12. Panel: What engineers should know when building for data scientists?
https://www.youtube.com/watch?v=0lzTx5yEGRE&ab_channel=Tecton (opens in a new tab)
“⇒” are different spoke person intervention
-
How are DS and Eng (SWE) different in problem-solving?
⇒ DS is such an umbrella, hard to find 2 people to approach their work, stack and problem solving the same way Analytics and ML engineer started popping out, depending on the scale and industry domain of the company Pretty clear boundaries where my work and your work start/end. However sometimes you just explore a topic, seems more like a hacking thing together. In a perfect scenario, engineers are supporting a bunch of MLE or DS
⇒ We’re in a data lifecycle, SWEs are data creators. They show DS insights to the end-users. there’s a key partnership and team effort.
⇒ Coming from the UX side, the scale and resources of the organisation impact a lot what is available (more resources = more specialized). At Spotify, DS are insights generators.
⇒ Cross func teams, PM + Backend + Frontend + Front. Hard for SWE to understand the experimental approach of DS. It’s a real adaptation of expectation, to face research uncertainty.
-
Main challenges of working with SWE?
⇒ SWE and DS think differently. Experimentation phase. SWE give end goal and give requirements, but on a DS side not as straightforward.
-
Who’s responsible for models in prod?
⇒ Every project has its own ownership and SREs are the main guard of everything.
⇒ Realistically, clear chart of ownership. It’s nearly always a collaboration between DS and MLE to handle crisis
⇒ As your increase complexity, pager duty becomes necessary. People at larger companies are responsible, accountable, consulted and then informed (RACI matrix). Create this matrix to draw boundaries of responsibilities, and see where gaps and bottlenecks are. Solve things early before conflicts.
-
How do you feel about productizing ML vs productizing software? Where do we go beyond DevOps?

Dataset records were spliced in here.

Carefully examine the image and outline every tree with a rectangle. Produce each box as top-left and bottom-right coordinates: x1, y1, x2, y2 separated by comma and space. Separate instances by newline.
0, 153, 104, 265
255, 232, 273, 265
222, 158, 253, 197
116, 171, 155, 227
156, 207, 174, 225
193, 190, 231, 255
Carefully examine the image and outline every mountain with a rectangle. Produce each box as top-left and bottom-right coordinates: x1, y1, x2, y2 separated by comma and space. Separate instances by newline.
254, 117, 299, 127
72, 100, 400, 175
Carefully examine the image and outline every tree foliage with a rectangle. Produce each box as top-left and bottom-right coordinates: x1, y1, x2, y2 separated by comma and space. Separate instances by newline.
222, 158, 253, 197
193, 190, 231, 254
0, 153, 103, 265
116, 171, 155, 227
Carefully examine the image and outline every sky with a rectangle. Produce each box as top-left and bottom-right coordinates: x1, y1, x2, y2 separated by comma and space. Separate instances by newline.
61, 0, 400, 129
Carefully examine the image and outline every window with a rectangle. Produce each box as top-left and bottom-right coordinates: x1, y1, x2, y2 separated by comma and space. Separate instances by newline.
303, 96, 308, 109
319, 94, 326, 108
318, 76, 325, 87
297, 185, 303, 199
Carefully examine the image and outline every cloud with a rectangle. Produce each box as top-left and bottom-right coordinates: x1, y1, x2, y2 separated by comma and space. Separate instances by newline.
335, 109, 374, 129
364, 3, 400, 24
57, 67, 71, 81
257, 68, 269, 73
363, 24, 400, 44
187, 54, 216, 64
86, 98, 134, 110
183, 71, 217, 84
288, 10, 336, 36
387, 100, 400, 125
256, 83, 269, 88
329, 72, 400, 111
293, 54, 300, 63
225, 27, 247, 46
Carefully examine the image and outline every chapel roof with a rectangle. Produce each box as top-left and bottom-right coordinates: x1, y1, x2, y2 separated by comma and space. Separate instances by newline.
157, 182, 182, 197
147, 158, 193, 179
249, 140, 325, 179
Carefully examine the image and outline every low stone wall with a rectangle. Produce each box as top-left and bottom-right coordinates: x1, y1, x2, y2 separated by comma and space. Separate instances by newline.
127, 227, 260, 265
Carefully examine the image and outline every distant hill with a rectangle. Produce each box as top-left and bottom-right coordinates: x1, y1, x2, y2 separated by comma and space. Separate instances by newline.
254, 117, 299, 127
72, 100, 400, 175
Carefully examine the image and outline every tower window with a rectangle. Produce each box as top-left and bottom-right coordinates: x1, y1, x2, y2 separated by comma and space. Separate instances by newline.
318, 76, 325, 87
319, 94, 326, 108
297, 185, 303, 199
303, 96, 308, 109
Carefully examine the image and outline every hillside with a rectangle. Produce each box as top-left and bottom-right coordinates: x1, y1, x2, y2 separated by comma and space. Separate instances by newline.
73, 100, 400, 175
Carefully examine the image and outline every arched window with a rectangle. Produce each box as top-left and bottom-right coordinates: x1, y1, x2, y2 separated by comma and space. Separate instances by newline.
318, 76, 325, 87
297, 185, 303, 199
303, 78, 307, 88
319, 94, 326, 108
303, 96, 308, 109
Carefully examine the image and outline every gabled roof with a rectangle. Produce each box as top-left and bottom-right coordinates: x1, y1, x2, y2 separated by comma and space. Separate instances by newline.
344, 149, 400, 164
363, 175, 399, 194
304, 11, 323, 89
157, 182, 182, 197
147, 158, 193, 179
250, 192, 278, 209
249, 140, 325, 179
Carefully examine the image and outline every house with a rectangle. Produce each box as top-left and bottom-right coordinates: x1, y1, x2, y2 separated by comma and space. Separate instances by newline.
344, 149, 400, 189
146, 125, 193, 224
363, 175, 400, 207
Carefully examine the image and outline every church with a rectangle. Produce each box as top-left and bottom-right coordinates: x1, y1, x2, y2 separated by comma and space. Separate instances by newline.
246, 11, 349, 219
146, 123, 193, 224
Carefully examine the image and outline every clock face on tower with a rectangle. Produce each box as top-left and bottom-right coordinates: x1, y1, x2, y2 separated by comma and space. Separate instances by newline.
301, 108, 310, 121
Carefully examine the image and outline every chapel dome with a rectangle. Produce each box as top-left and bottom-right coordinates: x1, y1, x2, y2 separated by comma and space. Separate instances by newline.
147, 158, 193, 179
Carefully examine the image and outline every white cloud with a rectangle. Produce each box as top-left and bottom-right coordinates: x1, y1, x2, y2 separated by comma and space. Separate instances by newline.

⇒ The major diff is data, larger chunks that make it different and act unpredictably
⇒ 2 main diff: regular deployment process (one-off), and expectations of testing and coverage
-
Is eng the path for most DS? Or should DS should focus where they should add the most value
⇒ It comes down to data maturity. In startups, extra data eng skills are a superpower. Go back on the infra to support the DS model. In Spotify, this wouldn’t be the case, focus on the main thing adding value.